Arama yapmak için lütfen yukarıdaki kutulardan birine aramak istediğiniz terimi girin.

Şeref ve Haysiyete Yönelik Saldırılar Karşısında Kişilik Hakkının Korunması

Protection of the Personality Right Against Infringements on Honor and Dignity

Ozan Ali YILDIZ

Şeref ve haysiyet kişilik hakkı kapsamında korunan değerlerdendir. Şeref ve haysiyeti hukuka aykırı şekilde saldırıya uğrayan veya böyle bir saldırı tehlikesiyle karşılaşan kimse, 4721 sayılı Türk Medeni Kanunu’nun 25. maddesinde düzenlenen kişiliği koruyucu davaları ve saldırı sonucunda bir zarara uğramışsa maddi ve/veya manevi tazminat davalarını açabilir. Ayrıca bu davalar sonucunda verilen kararın üçüncü kişilere bildirilmesini veya ilanını isteyebilir. Şeref ve haysiyete yönelik saldırılar kişinin ölümü sonrası gerçekleşirse ölenin kişilik hakkının ihlal edildiği söylenemez. Çünkü TMK m.28 gereği kişilik ölümle beraber sona erer. Ancak ölenin şeref ve haysiyetine yönelen saldırılar onun yakınlarının kişilik hakkına tecavüz oluşturur. Bu tür saldırılar karşısında ölenin yakınları, kendi kişilik haklarının ihlaline dayanarak, TMK m.25’te düzenlenen davaları açabilir.

Kişilik Hakkı, Şeref, Haysiyet, Ortalama Vatandaş, Ölenin Yakınları.

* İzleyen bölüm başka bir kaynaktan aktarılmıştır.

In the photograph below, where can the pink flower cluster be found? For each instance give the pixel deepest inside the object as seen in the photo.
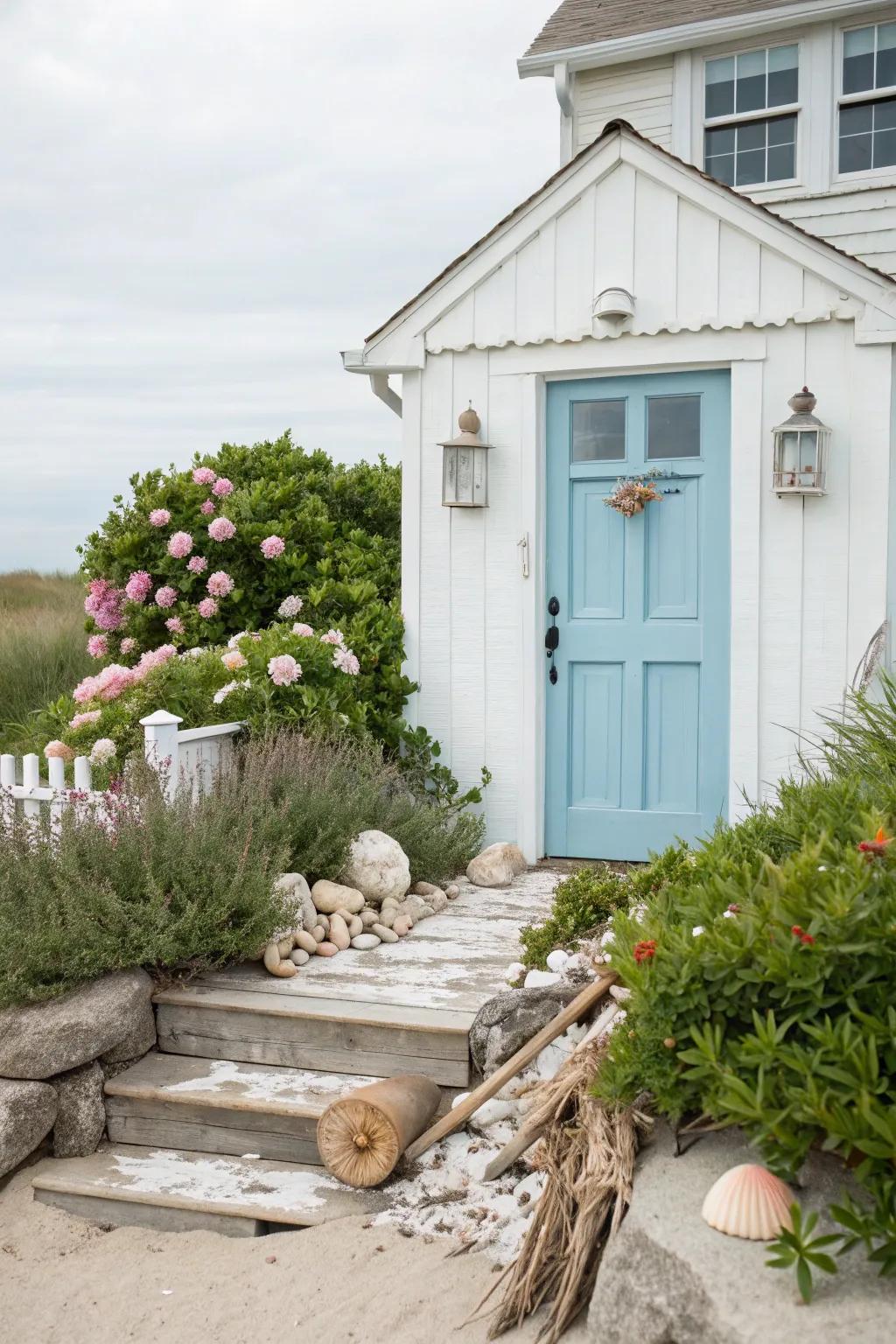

Honor and dignity are values protected within the scope of personality right. Anyone whose honor and dignity have been unlawfully infringed or under threat of such an infringement may ask the court for protective actions. If pecuniary and/or non-pecuniary damages occur as a result of the violation, the aggrieved party may claim indemnification for these damages under Article 25 of the Turkish Civil Code (TCC). Besides, he/she may request the court to announce the court decision or to notify third parties about the result of such cases. If the attacks on honor and dignity occur after the death of the person, it cannot be said that the personality right of the deceased person has been violated. Because TCC art.28 states that personality ends with death. However, the attacks on the deceased’s honor and dignity constitute an infringement on personality rights of the persons close to him/her. Persons close to him/her suffered from such attacks may resort to the remedies set out in TCC art.25.

Personality, Honor, Dignity, Average Citizen, Persons Close to the Deceased.

GİRİŞ

Kişinin şeref ve haysiyeti hem kamu hukuku hem de özel hukuk alanındaki düzenlemeler ile korunmaktadır. 5237 sayılı Türk Ceza Kanunu’nda, “Şerefe Karşı Suçlar” başlığı altında yer verilen “hakaret” (TCK m.125) ve “kişinin hatırasına hakaret” (TCK m.130) suçları şeref ve haysiyete ilişkin korumanın kamu hukuku boyutunu oluşturur. Özel hukuk açısından bakıldığında ise kişinin şeref ve haysiyetine yönelik saldırılar kişilik hakkının ihlaline neden olur. Çalışmamızda meseleyi özel hukuk boyutuyla ele alacağız.

Çalışmanın birinci kısmında şeref ve haysiyet kavramı ve şeref ve haysiyetin ihlaline neden olabilecek saldırılarla ilgili açıklamalar yapılacaktır. İkinci kısımda şeref ve haysiyete yönelik saldırılar karşısında kişiliği koruyan hükümlere değinilecektir. Son olarak üçüncü kısımda, kişinin ölümü sonrası gerçekleşecek saldırılar karşısında başvurulabilecek hukuki imkanlara değinilecektir.

I. ŞEREF VE HAYSİYETE YÖNELİK SALDIRILAR

Kişilik hakkı, kişinin toplum içindeki saygınlığını ve kişiliğini serbestçe geliştirmesini temin eden değerlerin tümü üzerindeki haktır1. Türk-İsviçre hukukunda kişilik hakkına dahil olan kişisel değerlerin tek tek sayılması yerine kişilik hakkının çerçeve niteliğindeki bir hükümle (TMK m.24 / Art.28 CCS) düzenlenmesi tercih edilmiştir2. Bununla beraber öğretide, kişilik hakkını oluşturan değerler; fiziksel kişilik değerleri, duygusal kişilik değerleri, sosyal kişilik değerleri ve ekonomik kişilik değeri olarak dört başlık altında toplanmaktadır3. Şeref ve haysiyet, bu ayrıma göre, kişinin sosyal kişilik değerleri arasında sayılmaktadır4.